Understanding ZIMBRA Server Architecture Can Help to Size Up Your ZIMBRA Deployment Strategy
Author - Sing Koo
Zimbra Collaboration Suite (ZCS) is a powerful WEB based all-in-one Open Source system that can easily meet the needs of many growing businesses. It is not just e-mail. It is a work group solution that enables the sharing of resources over the WEB using HTTP or HTTPS protocol. Resources such as e-mail, contact management, calendaring, task management, word processing, and file sharing are built into the system. As an open source solution, anyone can download ZCS without paying licensing or maintenance fees. The only things you will need are a server, a static IP address and Internet bandwidth. Questions regarding scaling or scalability are one of the most often asked by administrators and businesses considering or planning for a ZCS deployment. How many users can Zimbra host? How many concurrent users can be handled simultaneously? How does this factor into performance? I have seen these questions asked time and again. As a result, I decided to dig into the architecture of the Zimbra Server in hopes of offering readers more insight and clarity in measuring ZCS sizing and capacity estimates.
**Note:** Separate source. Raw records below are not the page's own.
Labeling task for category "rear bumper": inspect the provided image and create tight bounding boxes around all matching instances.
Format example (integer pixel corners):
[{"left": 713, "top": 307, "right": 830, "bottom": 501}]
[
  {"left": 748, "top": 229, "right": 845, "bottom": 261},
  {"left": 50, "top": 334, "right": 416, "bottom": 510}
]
By leveraging on Zimbra's object framework, scaling is not limited to a single server; multiple server architecture can be used to support a large number of users over a wide geographical area. The Zimbra Server runs on top of a servlet engine in a Java Virtual Machine environment (JVM). For the benefit of non-JAVA savvy folks, a JVM is a process inside an operating system running a JAVA binary (JVM) distributed by JAVA providers. The JAVA program is typically provided by SUN (Oracle), IBM, or other JVM makers. All JVM are built based on the same specifications. Any variations are transparent to the end users. These variations are in areas such as thread management, exception management, and memory management. JVM comes with a loader that loads the initial class file (a JAVA program) which contains a static "main" method. This method then instantiate objects to perform the work. A servlet engine is a JAVA program that manages objects in the form of servlets. A servlet is a kind of JAVA program that bears the property of the servlet specification as set forth by the JAVA community. Among the well-known servlet engines are Tomcat, JBOSS, GlassFish, Websphere, and Jetty. What makes one servlet engine different from the next is the additional environment that it supports. For example, JBOSS supports the JAVA Enterprise Edition (EE) environment. The J2EE environment offers functionalities for a JAVA application to use common services that become an integral part of a typical JAVA application. Common examples of these services are messaging services, persistent data services, or model view controller services.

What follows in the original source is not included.